Remuneration Committee
The Remuneration Committee, which is comprised of Stephen Dattels as Chairman with James Mellon and Patrick Weller, is responsible for the review and recommendation of the scale and structure of remuneration for senior management, including any bonus arrangements or the award of share options with due regard to the interests of the shareholders and the performance of the Company.
Audit Committee
The Audit Committee, which is comprised of James Mellon as Chairman and Patrick Weller, will meet not less than twice a year.The committee is responsible for making recommendations to the Board on the appointment of auditors and the audit fee and for ensuring that the financial performance of the Company is properly monitored and reported. In addition, the Audit Committee will receive and review reports from management and the auditors relating to the interim report, the annual report and accounts and the internal control systems of the Company.
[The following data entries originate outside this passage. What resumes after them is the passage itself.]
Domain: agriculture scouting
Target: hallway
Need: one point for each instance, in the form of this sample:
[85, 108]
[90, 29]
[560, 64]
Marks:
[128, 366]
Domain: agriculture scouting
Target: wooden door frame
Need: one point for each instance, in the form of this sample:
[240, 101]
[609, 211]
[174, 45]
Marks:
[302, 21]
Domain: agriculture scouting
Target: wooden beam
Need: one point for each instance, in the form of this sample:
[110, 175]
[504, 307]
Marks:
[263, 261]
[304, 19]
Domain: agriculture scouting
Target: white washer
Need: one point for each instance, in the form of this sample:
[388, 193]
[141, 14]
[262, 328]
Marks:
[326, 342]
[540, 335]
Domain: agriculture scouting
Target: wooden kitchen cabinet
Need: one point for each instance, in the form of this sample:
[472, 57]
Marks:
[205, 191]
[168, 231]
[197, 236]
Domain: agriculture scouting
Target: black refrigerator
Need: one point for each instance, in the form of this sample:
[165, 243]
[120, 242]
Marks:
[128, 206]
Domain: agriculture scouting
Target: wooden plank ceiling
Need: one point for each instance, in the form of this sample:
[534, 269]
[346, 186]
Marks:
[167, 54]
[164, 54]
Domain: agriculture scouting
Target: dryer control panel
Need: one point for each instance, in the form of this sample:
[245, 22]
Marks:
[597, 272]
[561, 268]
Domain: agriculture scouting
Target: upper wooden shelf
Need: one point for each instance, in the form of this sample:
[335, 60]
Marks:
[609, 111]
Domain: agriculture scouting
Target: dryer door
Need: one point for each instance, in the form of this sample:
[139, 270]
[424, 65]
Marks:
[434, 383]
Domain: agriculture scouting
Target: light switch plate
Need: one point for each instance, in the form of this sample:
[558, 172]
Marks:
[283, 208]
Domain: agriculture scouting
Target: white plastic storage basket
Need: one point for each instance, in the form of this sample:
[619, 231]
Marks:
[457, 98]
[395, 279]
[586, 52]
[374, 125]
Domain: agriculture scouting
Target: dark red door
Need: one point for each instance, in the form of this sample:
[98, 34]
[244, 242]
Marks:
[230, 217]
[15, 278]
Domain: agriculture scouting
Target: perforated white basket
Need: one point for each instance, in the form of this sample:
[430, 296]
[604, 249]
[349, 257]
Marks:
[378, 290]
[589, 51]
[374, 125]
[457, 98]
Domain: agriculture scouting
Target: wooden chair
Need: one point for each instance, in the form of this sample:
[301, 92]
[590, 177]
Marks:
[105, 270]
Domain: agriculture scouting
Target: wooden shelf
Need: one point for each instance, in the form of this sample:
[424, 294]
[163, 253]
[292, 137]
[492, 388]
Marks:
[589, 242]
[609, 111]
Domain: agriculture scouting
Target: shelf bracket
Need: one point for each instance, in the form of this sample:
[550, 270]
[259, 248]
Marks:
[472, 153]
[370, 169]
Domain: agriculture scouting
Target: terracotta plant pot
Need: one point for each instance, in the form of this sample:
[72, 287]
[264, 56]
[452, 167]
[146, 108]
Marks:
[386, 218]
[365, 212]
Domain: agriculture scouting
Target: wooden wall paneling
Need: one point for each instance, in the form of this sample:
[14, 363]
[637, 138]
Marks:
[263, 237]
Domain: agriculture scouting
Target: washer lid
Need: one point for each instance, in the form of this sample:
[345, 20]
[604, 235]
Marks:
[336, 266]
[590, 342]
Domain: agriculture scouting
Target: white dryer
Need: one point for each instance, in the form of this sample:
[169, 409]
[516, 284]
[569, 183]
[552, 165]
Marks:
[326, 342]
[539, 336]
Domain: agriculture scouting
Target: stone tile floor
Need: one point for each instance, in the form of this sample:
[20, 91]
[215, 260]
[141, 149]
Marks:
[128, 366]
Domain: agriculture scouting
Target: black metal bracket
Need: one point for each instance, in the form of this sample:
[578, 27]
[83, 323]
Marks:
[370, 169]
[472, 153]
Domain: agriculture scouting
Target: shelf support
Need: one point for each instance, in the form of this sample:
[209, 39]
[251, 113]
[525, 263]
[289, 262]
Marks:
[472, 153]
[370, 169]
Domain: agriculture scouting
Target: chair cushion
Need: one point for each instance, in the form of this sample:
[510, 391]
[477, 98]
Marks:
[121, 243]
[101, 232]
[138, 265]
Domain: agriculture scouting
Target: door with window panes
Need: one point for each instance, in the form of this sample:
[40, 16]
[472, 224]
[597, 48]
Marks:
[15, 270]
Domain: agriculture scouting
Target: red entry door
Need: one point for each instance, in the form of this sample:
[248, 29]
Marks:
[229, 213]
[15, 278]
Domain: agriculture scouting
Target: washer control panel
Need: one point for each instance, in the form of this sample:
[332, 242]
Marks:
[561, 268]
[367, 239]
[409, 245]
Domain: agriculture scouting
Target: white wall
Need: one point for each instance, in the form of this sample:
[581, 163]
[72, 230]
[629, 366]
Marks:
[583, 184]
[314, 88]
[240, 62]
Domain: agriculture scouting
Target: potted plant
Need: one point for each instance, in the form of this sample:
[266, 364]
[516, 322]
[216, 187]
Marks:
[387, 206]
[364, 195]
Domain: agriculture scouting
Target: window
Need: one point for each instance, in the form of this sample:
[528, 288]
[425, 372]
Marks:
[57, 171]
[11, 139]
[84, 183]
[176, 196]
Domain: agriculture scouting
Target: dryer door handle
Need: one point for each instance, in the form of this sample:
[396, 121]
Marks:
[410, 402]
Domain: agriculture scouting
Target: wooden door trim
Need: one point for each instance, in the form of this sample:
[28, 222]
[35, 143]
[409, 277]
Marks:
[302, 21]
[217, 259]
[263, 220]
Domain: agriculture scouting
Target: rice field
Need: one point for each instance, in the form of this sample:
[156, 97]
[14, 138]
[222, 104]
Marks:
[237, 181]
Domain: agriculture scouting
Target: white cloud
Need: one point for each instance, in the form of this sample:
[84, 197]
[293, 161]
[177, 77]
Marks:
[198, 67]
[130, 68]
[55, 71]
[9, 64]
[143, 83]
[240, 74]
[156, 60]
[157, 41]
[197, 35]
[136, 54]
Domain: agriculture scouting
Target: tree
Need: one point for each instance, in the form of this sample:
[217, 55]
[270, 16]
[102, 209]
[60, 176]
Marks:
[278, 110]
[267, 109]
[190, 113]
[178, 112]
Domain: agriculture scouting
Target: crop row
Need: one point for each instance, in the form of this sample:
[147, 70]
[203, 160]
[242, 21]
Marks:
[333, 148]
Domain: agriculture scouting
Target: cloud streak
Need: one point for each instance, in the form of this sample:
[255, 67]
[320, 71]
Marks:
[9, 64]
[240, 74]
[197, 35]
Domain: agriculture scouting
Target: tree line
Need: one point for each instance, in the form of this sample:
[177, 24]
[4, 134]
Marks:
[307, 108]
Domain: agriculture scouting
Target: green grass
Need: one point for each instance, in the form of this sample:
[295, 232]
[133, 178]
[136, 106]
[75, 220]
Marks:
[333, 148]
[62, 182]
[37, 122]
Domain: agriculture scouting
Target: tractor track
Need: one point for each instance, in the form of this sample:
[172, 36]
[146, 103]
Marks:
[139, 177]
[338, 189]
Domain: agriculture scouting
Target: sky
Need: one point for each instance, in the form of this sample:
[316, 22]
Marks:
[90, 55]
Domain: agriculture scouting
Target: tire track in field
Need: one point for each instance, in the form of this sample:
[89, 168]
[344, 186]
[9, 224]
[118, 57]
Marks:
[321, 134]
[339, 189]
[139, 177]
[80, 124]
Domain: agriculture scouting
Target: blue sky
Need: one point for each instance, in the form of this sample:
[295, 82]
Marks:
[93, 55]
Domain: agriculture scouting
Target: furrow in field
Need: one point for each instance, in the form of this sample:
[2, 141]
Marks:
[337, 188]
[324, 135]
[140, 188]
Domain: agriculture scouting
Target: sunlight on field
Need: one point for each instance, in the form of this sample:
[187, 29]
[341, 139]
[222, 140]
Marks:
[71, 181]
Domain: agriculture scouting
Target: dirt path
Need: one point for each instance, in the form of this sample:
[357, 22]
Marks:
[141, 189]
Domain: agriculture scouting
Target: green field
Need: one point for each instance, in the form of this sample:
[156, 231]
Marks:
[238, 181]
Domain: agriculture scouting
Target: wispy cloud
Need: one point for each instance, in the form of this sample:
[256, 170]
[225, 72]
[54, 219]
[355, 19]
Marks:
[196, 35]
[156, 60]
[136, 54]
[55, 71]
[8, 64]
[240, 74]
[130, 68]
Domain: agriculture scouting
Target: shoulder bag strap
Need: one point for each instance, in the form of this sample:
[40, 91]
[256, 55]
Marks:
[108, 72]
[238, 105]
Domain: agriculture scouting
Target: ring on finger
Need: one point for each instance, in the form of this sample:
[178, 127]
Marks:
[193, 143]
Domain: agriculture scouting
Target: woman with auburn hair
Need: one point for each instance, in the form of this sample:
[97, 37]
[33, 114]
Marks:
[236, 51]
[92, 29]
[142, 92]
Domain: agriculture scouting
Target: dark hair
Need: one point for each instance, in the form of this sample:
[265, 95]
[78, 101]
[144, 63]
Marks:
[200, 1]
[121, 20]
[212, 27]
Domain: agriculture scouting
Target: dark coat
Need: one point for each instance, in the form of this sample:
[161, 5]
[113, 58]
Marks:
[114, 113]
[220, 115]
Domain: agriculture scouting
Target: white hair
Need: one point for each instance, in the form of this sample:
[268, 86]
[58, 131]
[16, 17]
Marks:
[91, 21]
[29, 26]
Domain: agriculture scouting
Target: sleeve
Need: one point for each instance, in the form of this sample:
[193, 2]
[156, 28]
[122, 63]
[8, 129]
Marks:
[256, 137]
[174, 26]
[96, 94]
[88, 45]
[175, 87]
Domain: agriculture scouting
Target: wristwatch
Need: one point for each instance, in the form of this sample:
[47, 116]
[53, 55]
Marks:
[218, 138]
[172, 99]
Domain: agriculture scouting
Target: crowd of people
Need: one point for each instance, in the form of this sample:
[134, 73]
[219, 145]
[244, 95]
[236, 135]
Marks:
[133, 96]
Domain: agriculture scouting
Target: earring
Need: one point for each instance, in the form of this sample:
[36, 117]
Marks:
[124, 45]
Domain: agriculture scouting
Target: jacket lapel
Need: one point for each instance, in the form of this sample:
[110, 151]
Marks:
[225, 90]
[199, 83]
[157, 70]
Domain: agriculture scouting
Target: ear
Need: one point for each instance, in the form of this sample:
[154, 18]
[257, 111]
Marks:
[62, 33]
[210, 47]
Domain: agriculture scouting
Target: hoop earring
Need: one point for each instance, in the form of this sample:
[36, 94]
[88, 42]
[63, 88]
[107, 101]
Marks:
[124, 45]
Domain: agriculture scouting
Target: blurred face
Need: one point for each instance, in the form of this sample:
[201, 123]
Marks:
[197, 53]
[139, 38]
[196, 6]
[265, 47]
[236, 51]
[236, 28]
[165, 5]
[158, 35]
AIM Rules Compliance Committee
The AIM Rules Compliance Committee, consisting of any two Directors, is responsible for ensuring that the nominated adviser and the Company maintain regular contact. The AIM Rules Compliance Committee has been given full power and authority to perform, execute, deliver and/or issue all things which the AIM Rules Compliance Committee considers necessary or expedient in connection with the Company’s trading on AIM.
Trading Committee
The Trading Committee, consisting of any two Directors, is responsible for evaluating and making recommendations on acquisitions and disposals to and from the Company’s portfolio of physical quantities of minor metals and rare earth elements in accordance with the Company’s investment strategy.